Describe the issue:
I am trying your pytorch example in https://nni.readthedocs.io/zh/stable/tutorials/hpo_quickstart_pytorch/model.html
everything goes well, installation succeed, and the web page looks nice. But after about 10s, the program ends up.
[2023-01-02 01:56:47] Creating experiment, Experiment ID: 6j50nacv
[2023-01-02 01:56:47] Starting web server...
[2023-01-02 01:56:48] Setting up...
[2023-01-02 01:56:48] Web portal URLs: http://127.0.0.1:8080 http://172.18.36.113:8080
node:internal/fs/watchers:252
throw error;
^
Error: ENOSPC: System limit for number of file watchers reached, watch '/home/linux_username/nni-experiments/6j50nacv/trials/gnav8/.nni/metrics'
at FSWatcher.<computed> (node:internal/fs/watchers:244:19)
at Object.watch (node:fs:2251:34)
at TailStream.waitForMoreData (/home/linux_username/anaconda3/envs/torch/lib/python3.9/site-packages/nni_node/node_modules/tail-stream/index.js:123:31)
at TailStream.<anonymous> (/home/linux_username/anaconda3/envs/torch/lib/python3.9/site-packages/nni_node/node_modules/tail-stream/index.js:275:22)

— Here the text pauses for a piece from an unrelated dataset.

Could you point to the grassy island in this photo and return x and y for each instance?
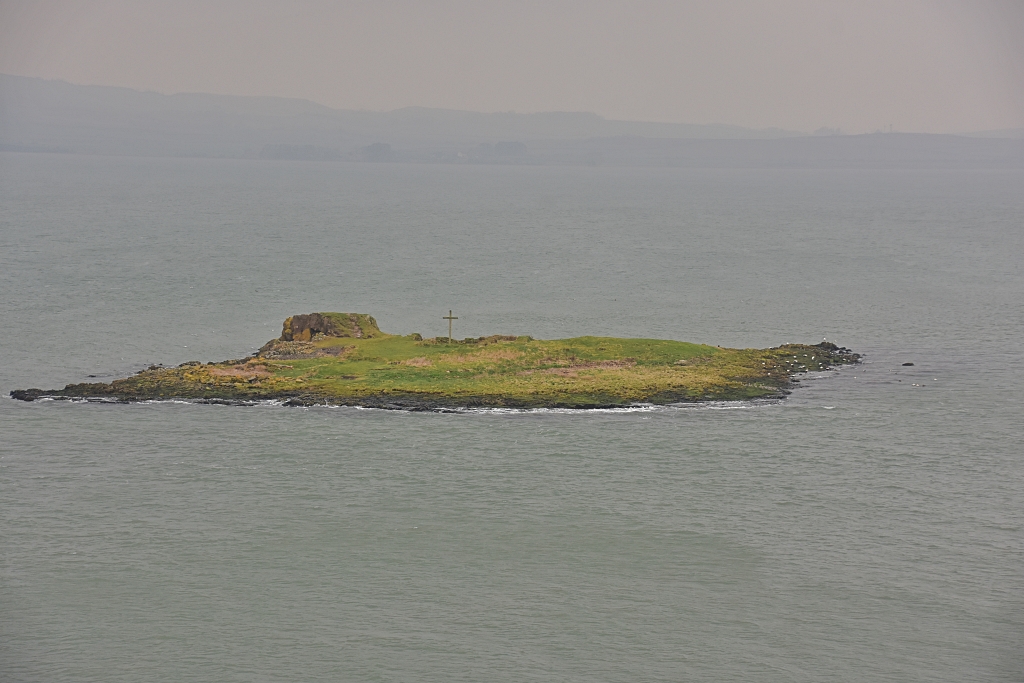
(345, 359)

at FSReqCallback.wrapper [as oncomplete] (node:fs:660:5) {
errno: -28,
syscall: 'watch',
code: 'ENOSPC',
path: '/home/linux_username/nni-experiments/6j50nacv/trials/gnav8/.nni/metrics',
filename: '/home/linux_username/nni-experiments/6j50nacv/trials/gnav8/.nni/metrics'
}
Thrown at:
at __node_internal_captureLargerStackTrace (node:internal/errors:464:5)

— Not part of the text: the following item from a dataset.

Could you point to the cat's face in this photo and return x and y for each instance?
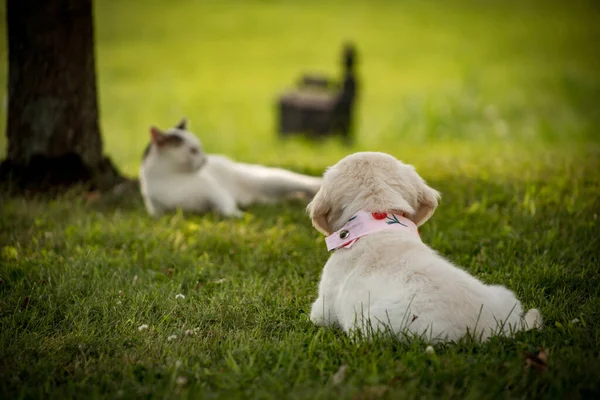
(178, 149)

at __node_internal_uvException (node:internal/errors:521:10)
at FSWatcher.<computed> (node:internal/fs/watchers:244:19)
at watch (node:fs:2251:34)
at TailStream.waitForMoreData (/home/linux_username/anaconda3/envs/torch/lib/python3.9/site-packages/nni_node/node_modules/tail-stream/index.js:123:31)

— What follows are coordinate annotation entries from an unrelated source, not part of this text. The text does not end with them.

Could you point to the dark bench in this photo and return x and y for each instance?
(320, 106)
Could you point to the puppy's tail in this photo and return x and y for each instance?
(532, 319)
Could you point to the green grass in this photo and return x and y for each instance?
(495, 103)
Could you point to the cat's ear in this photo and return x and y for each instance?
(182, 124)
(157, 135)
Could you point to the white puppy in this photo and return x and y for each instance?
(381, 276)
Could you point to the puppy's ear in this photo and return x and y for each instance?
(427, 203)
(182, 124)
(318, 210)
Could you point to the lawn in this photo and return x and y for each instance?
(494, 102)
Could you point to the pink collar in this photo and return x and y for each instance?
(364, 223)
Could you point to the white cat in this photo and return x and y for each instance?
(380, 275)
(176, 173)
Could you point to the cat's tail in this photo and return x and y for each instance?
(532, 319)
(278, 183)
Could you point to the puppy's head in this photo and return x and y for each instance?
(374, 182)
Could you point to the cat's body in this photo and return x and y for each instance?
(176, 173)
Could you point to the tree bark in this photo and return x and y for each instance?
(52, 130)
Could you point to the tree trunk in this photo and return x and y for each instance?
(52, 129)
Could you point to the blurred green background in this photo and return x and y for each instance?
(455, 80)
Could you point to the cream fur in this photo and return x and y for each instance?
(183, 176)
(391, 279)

at /home/linux_username/anaconda3/envs/torch/lib/python3.9/site-packages/nni_node/node_modules/tail-stream/index.js:275:22
at wrapper (node:fs:660:5)
Traceback (most recent call last):
File "/home/linux_username/anaconda3/envs/torch/lib/python3.9/runpy.py", line 197, in _run_module_as_main
return _run_code(code, main_globals, None,
File "/home/linux_username/anaconda3/envs/torch/lib/python3.9/runpy.py", line 87, in _run_code
exec(code, run_globals)
File "/home/linux_username/anaconda3/envs/torch/lib/python3.9/site-packages/nni/__main__.py", line 85, in <module>
main()
File "/home/linux_username/anaconda3/envs/torch/lib/python3.9/site-packages/nni/__main__.py", line 61, in main
dispatcher.run()
File "/home/linux_username/anaconda3/envs/torch/lib/python3.9/site-packages/nni/runtime/msg_dispatcher_base.py", line 69, in run
command, data = self._channel._receive()
File "/home/linux_username/anaconda3/envs/torch/lib/python3.9/site-packages/nni/runtime/tuner_command_channel/channel.py", line 94, in _receive
command = self._retry_receive()
File "/home/linux_username/anaconda3/envs/torch/lib/python3.9/site-packages/nni/runtime/tuner_command_channel/channel.py", line 104, in _retry_receive
self._channel.connect()
File "/home/linux_username/anaconda3/envs/torch/lib/python3.9/site-packages/nni/runtime/tuner_command_channel/websocket.py", line 62, in connect
self._ws = _wait(_connect_async(self._url))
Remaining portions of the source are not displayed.